Bearish steepening. The long end is still where to position short. This is not the US, where timing rate hikes is the next phase. In Europe the key questions are, ‘when will QE be reduced?’ And, ‘how will governments fund growing deficits this year and term out supply into the future?’ These above all affect the long end. The pull of global rates should be stronger at the long end too, and there is also a need to price in more inflation and cross asset risk premia – again, themes that point to repricing of the long end. 10s30s also happens to be positive carry. In the short-term, that’s no more than a hygiene factor. But for long-term investors, carry becomes a big part of the rationale – 10s30s inverts four years forward.

Long-end asw wideners. We wrote about this in detail last week, so won’t re-hash here. The story is that buyers of long-term assets (bonds, and mortgages) looking for spread will be payers of fixed, the ECB is still a big buyer of cash, and EU rate-locking is at least a possibility. We target 45bp in Buxl spreads. Conclusion: 30y swaps are the ideal short.

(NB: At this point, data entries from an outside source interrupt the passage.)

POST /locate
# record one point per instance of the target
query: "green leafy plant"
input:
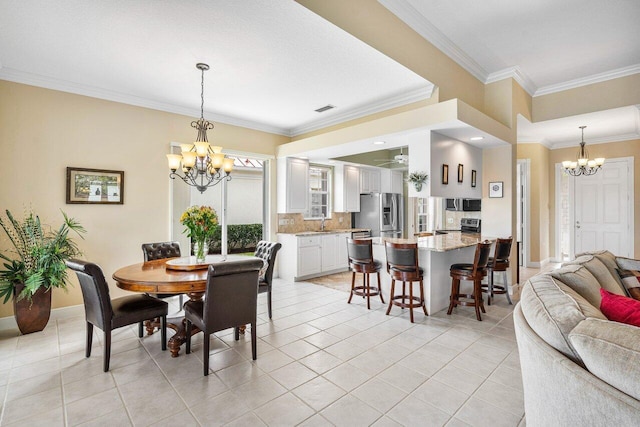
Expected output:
(417, 179)
(39, 254)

Nonlinear: prefer swaption upside yield structures. The left-hand chart below shows zero-cost entry spreads for bull/bear asw wideners/tighteners in puts-payers/calls-receivers (for April 28 mids, July contracts = June 25th expiry to capture the key June ECB). Higher bund vol implies asw tightening, which we disagree with, although our view at the 10y point is not as strong as in 30y. Swaption structures for higher rates look more attractive, we think. We suggest a seagull structure below, selling 1.5x high strike to use a little of the recent richening of payer skew.

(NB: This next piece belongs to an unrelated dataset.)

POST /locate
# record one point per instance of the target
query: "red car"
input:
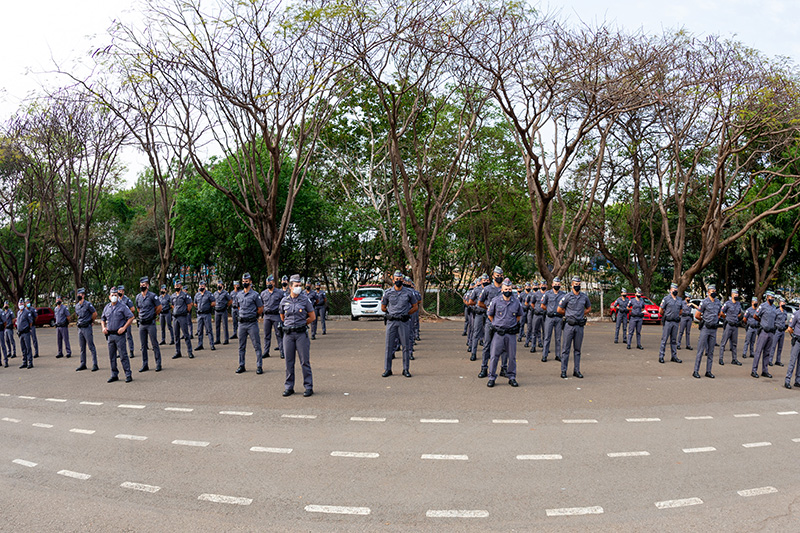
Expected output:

Downside structures better in swaptions. Conditional asset swap trades in bund options vs matched swaptions for 25th June expiry. We expect swaps to lead a sell off. The market prices the opposite.

Source:  NWM

  

3m10y seagull horizon P&L illustration. Sell €100m atm-10bp receivers and €150m atm+15bp payers vs buy €100m atm payers

Source: NWM

  

  

EUR 30y vol-adjusted underperformance of US. Our US focus is now on long-end flattening. The next phase sell-off there should be driven by Fed hike expectations and led by the 5y area, while long-term rates will remain more contained by reasonably-well anchored long-term inflation expectations and structural demand. If you agree, underperformance of EUR rates in the long end is possible – perhaps likely, at least on a volatility adjusted basis, in which case buying EUR 30y payers funded by payers on US 30y looks attractive. Take a look at the chart below where we illustrate how this looks historically based on 6-month expiries, where the vol difference means you can picks up 16bp compared to the forwards. Longer-dated expiries follow the red dots for zero-cost entry where the EUR leg is fixed ATM.

EUR rates have a lot to catch up on the global recovery correction. 30y is where to be short on the EUR curve, but not in the US. In payers, this is how the bearish tighter looks. Pick up 16bp in 6m expiries.

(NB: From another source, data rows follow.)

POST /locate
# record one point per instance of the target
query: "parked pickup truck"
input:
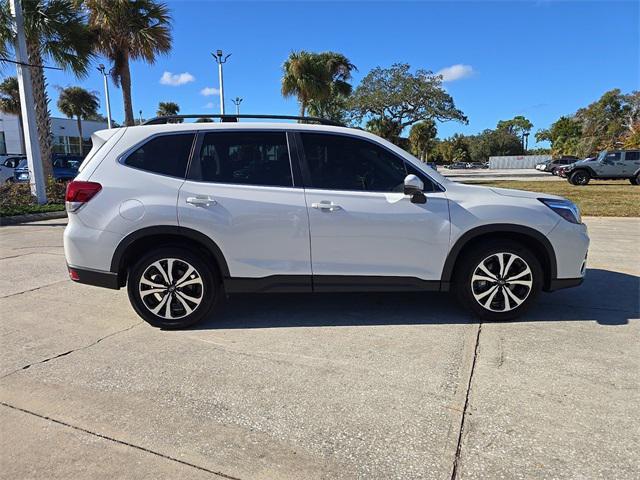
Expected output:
(608, 165)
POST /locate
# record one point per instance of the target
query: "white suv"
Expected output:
(185, 213)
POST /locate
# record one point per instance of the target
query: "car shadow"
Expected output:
(606, 297)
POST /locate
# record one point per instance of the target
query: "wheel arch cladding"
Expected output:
(138, 243)
(534, 240)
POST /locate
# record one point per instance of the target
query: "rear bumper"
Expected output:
(96, 278)
(560, 283)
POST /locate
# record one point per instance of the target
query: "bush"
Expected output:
(16, 198)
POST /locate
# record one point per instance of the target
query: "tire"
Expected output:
(192, 297)
(580, 177)
(489, 299)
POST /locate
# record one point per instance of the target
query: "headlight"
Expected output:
(565, 208)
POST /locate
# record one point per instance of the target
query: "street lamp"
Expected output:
(237, 101)
(220, 59)
(104, 73)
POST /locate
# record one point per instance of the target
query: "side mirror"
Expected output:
(414, 187)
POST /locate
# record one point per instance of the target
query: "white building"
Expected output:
(64, 133)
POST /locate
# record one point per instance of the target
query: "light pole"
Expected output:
(237, 101)
(34, 160)
(221, 60)
(104, 73)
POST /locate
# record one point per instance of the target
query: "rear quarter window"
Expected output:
(165, 155)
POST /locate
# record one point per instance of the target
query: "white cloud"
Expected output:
(208, 91)
(455, 72)
(176, 79)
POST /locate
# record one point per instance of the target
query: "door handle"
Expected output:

Source:  NWM. Red points indicate zero cost strike spreads. Yellow points indicate path of forward 30y USD/EUR.

  

Finally, as we discussed last week, inflation linked still has value, especially in the short end. Although longer-term, we are convinced that nominal rates have more correct when the European mindset breaks out of its deflation-obsession, in the short term, breakevens can do a lot more before markets really consider the possibility of an exit from monetary accommodation on epic scale. For those who like a steer on what this means for the main benchmarks, we think 5y5y breakevens have a solid 30bp upside this year – 1.85% is our target. The real value is in 1y1y, however. See here.

Market-implied paths of y/y inflation (CPI-U and HICP ex tobacco). Europeans don’t believe that inflation will be sustained. If you’re bearish rates, this need to change.